THS: Maindeck flyer removal

Today, we’ll use the updated card valuations to determine whether it makes sense to maindeck Shredding Winds in Theros. (Arbor Colossus and Bow of Nylea also kill creatures with flying, but those cards are good enough to play on their other merits, so I won’t evaluate them here.)

This spreadsheet lists all the flyers in Theros. Yellow highlight means that a cards can grant flying to another creature (e.g., Cavalry Pegasus); if the text is gray instead of black, it means the card does not have flying itself (e.g., Fleetfeather Sandals). A few things stand out:

  • Shredding Winds can kill all these creatures with the exception of Prognostic Sphinx and Sentry of the Underworld (if they have WB open), a really large Wingsteed Rider, and perhaps a bestow creature enchanting an already large creature.
  • White, blue, and black will have 9, 11, and 4 creatures with flying in an average 8-person draft. Each color is shared on average by about 3 players, so a typical W/U deck will have 7 flyers and Shredding Winds will usually have a target even if you don’t seen a flyer in game 1. Every other color combination will have 5 or fewer flyers, so it doesn’t make sense to side in Shredding Winds unless you see a must-kill flyer.
  • You don’t need flyer removal against red or green since they have almost no flyers. On the artifact side, neither Anvilwrought Raptor nor Fleetfeather Sandals are particularly exciting, and you’re better off siding in artifact removal against them anyway.
  • Nessian Asp is excellent in this format and so it likely to be played by every green deck that has it. It can block and kill all of the creatures listed in the spreadsheet except Abhorrent Overlord (rare) and Ashen Rider (mythic), which are marked with an S in the Must Kill column. In addition, there are 4 other flyers marked with a Y that I consider must kill — Cavalry Pegasus (white common), Wingsteed Rider (white common), Prognostic Sphinx (blue rare), and Shipwreck Singer (U/B uncommon) — each of which will win the game eventually if left untouched. These are flyers you need to be able to kill even if you have multiple Nessian Asps. Both commons in the list are white, so it might make sense to side Shredding Winds in against W/X decks if you have other cards you need to side out, even if you haven’t seen many flyers and they are not W/U.

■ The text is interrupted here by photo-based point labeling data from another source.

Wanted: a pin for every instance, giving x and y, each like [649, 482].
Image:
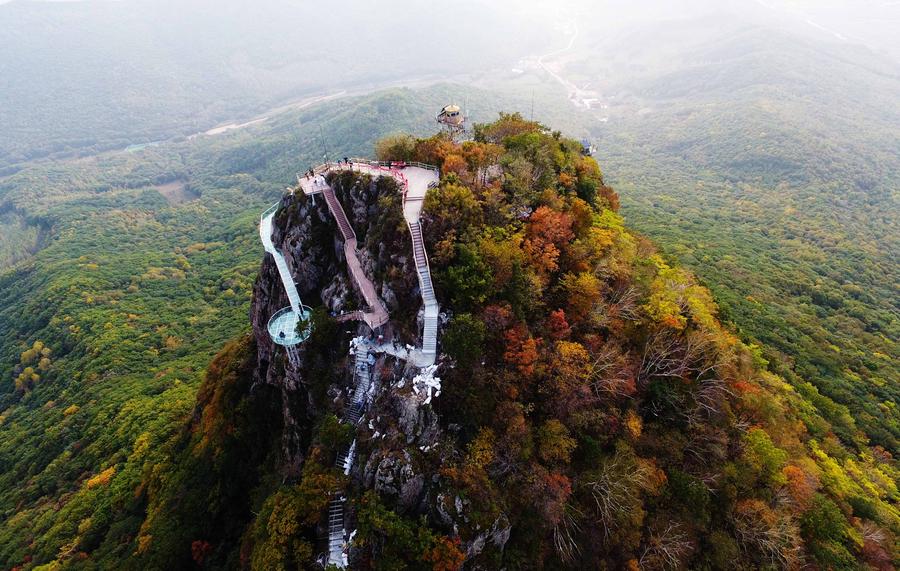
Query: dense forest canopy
[761, 160]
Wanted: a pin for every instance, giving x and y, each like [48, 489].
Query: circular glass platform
[287, 327]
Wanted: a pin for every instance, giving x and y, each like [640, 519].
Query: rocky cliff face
[400, 439]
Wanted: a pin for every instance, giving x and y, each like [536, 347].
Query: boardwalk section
[289, 326]
[415, 179]
[377, 315]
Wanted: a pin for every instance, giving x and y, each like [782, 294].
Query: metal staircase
[429, 330]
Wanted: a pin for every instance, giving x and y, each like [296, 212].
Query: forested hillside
[121, 296]
[779, 190]
[106, 330]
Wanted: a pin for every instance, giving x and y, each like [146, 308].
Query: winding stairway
[362, 377]
[415, 179]
[377, 314]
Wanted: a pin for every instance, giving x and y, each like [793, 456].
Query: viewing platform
[288, 328]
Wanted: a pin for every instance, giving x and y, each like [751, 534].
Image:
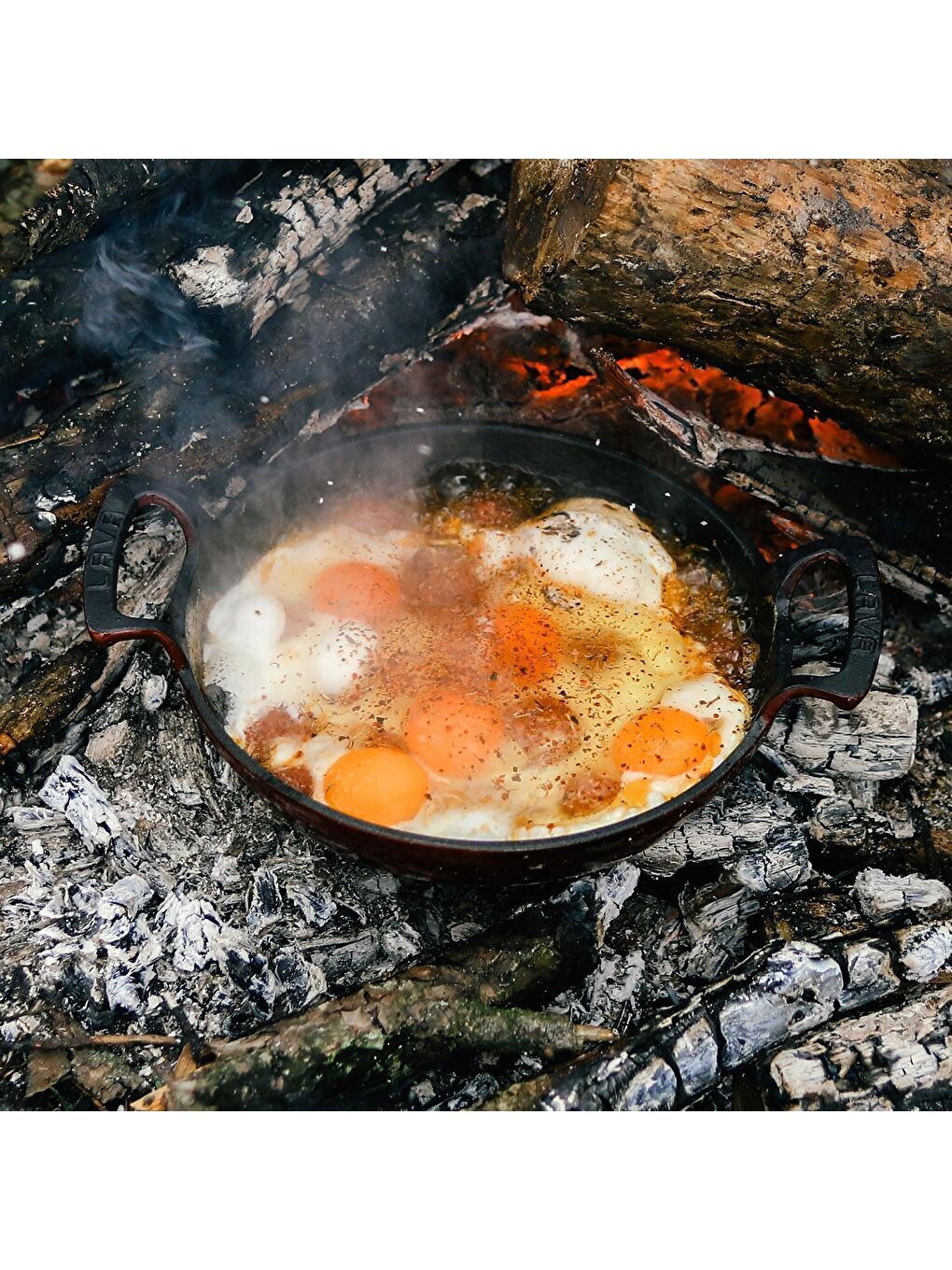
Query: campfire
[169, 940]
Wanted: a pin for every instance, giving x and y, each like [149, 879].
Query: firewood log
[783, 991]
[374, 300]
[827, 279]
[352, 1051]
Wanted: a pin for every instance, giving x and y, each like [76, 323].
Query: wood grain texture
[831, 279]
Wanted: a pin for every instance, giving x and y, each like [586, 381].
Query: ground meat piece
[587, 791]
[267, 730]
[297, 778]
[441, 579]
[545, 727]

From the analysis above, I would say it doesn’t make sense to run Shredding Winds maindeck, but it is a great sideboard cards against decks with flyers, and it can be brought in preemptively against W/U decks which tend to have a lot of flyers, and even against other W/X decks which may have fewer flyers since white has a couple of common flyers that can take over or win the game given enough time.